«Маньчжурско – русская граница, апрель 1878 года.
Ли Чен решил ехать со мной. Так даже лучше. Нас сопровождают китайские солдаты. Ли Чен встревожен: он считает, что нападут скоро. Могу согласиться с ним: караван вот-вот войдёт в ущелье между высокими горами. Это идеальное место для нападения…
Дописываю уже в России на привале. На нас напали разбойники. Хорошо, что Ли Чен предупредил меня – успели спрятаться. Теперь я знаю о ком предупреждал Ли Чен. Это Мотька, гадюка! Она – атаманша этих разбойников. Мало того, из укрытия, где мы спрятались до их набега, я видел, как она билась в припадке. Если бы не Ли Чен, трое разбойников убили бы нас и забрали всё имущество. Когда же она встала, прискакали казаки, и кто-то выстрелил в неё. Так ей и надо! Что с ней стало не знаю.
Ночью на привале во время отдыха у меня появилась сильная боль в руке. Ли Чен встревожился и, открыв плечо, увидел, как на нём одна за другой появляются красные родинки в виде странного насекомого.
– Богомол лодиться! – сказал огорчённо монах. – Плолочество сбыться…
И рассказал мне, то, как его тибетский наставник узнал про предстоящее рождение Богомола, его желание погубить обманом много людей и создать себе Слуг. Он гадал и молился, и, чтобы как-то помешать ему, вызвал ошибку шаману. Тот теперь кроме слуги, должен сделать и хозяина Богомола. Потом вызвал Ли Чена и направил его в Кондо к юрте быть моим слугой, ждать и защищать меня. Будто это я хозяин Богомола… Это удивительно! Но верится с трудом… А я думаю, ничего особенного не случилось: подумаешь, напали разбойники! Слава Богу, сами живы остались».

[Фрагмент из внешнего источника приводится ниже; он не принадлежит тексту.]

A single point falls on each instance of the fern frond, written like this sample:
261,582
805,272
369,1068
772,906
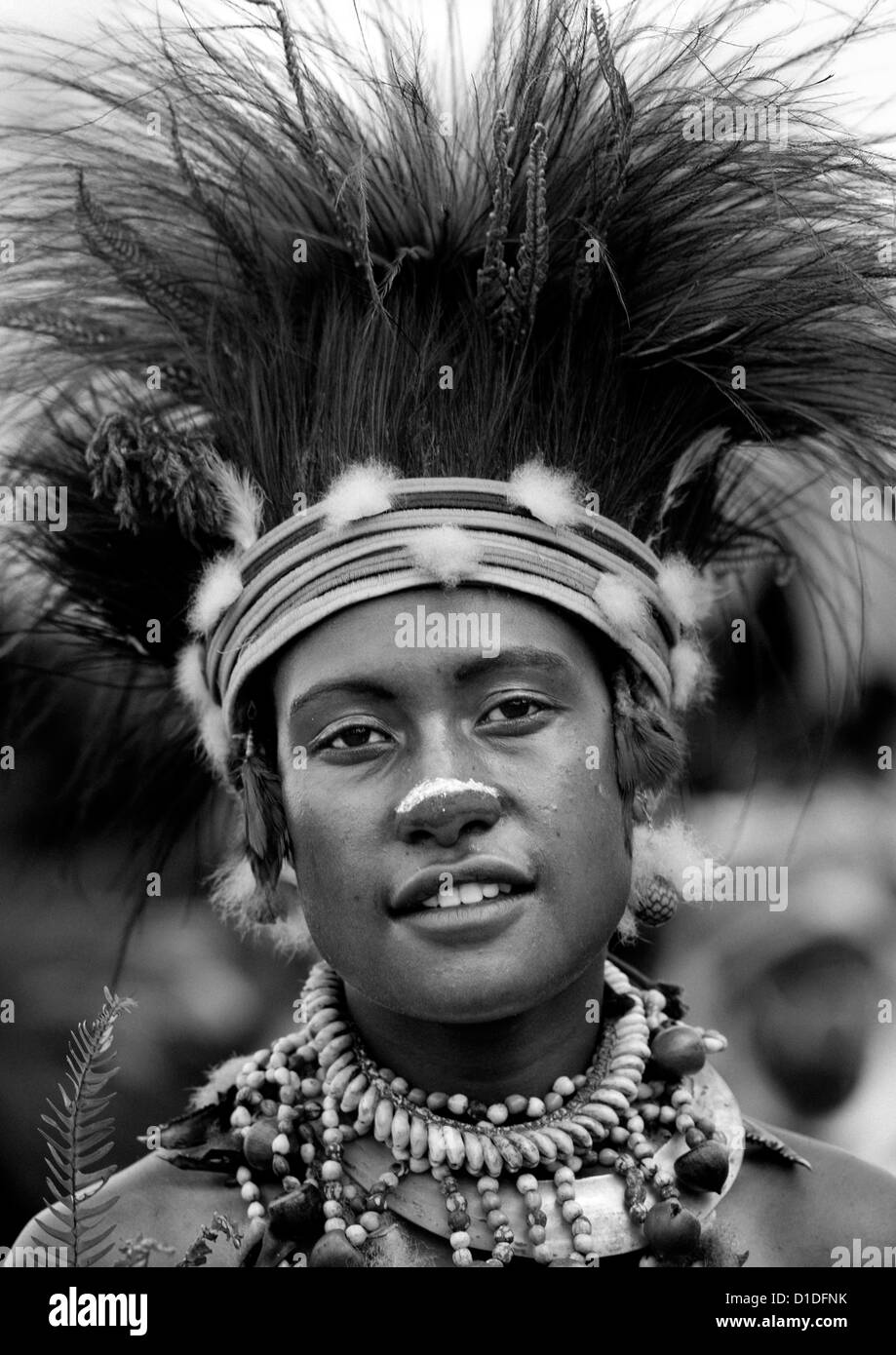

– Белиберда какая-то! – чуть ли не выкрикнул я и ещё раз прочитал про какого-то Богомола. Сердце бешено заколотилось. – Это ещё что за хрень, мать – перемать? Богомол какой-то… Обман…
Однако сердце моё не успокоилось и после хорошего мата в адрес странного Богомола. Неожиданно в голове появилась мысль попробовать всё узнать через огонь этого странного места. Я даже закрыл глаза, но ничего не появлялось. Открыв глаза, вновь уставился на огонь, который вдруг начал активно разбрасывать искры, и даже не заметил, как они закрылись сами собой и я перенёсся в то странное время…
Михаил с Ли Ченом медленно продвигались к российской границе под охраной китайских солдат: казаки в этот раз сильно задержались с другим караваном. Почему-то Ли Чен настоял, чтобы навьюченные три лошади Михаила шли последними в караване. Решив, что сейчас лучше послушаться монаха, Михаил согласился с его опасениями, хотя сам их совсем не разделял. Мало того, Ли Чен сам взял под узцы первую из них, а остальных связал поводом между собой.
Михаил ехал на первой лошади, наименее нагруженной монахом. Положив дневник в сумку, а также качаясь в такт мерному шагу лошади, он всё больше и больше погружался в какой-то полусон.
Невольно его мысли вернулись в холодный ноябрь 1868 года.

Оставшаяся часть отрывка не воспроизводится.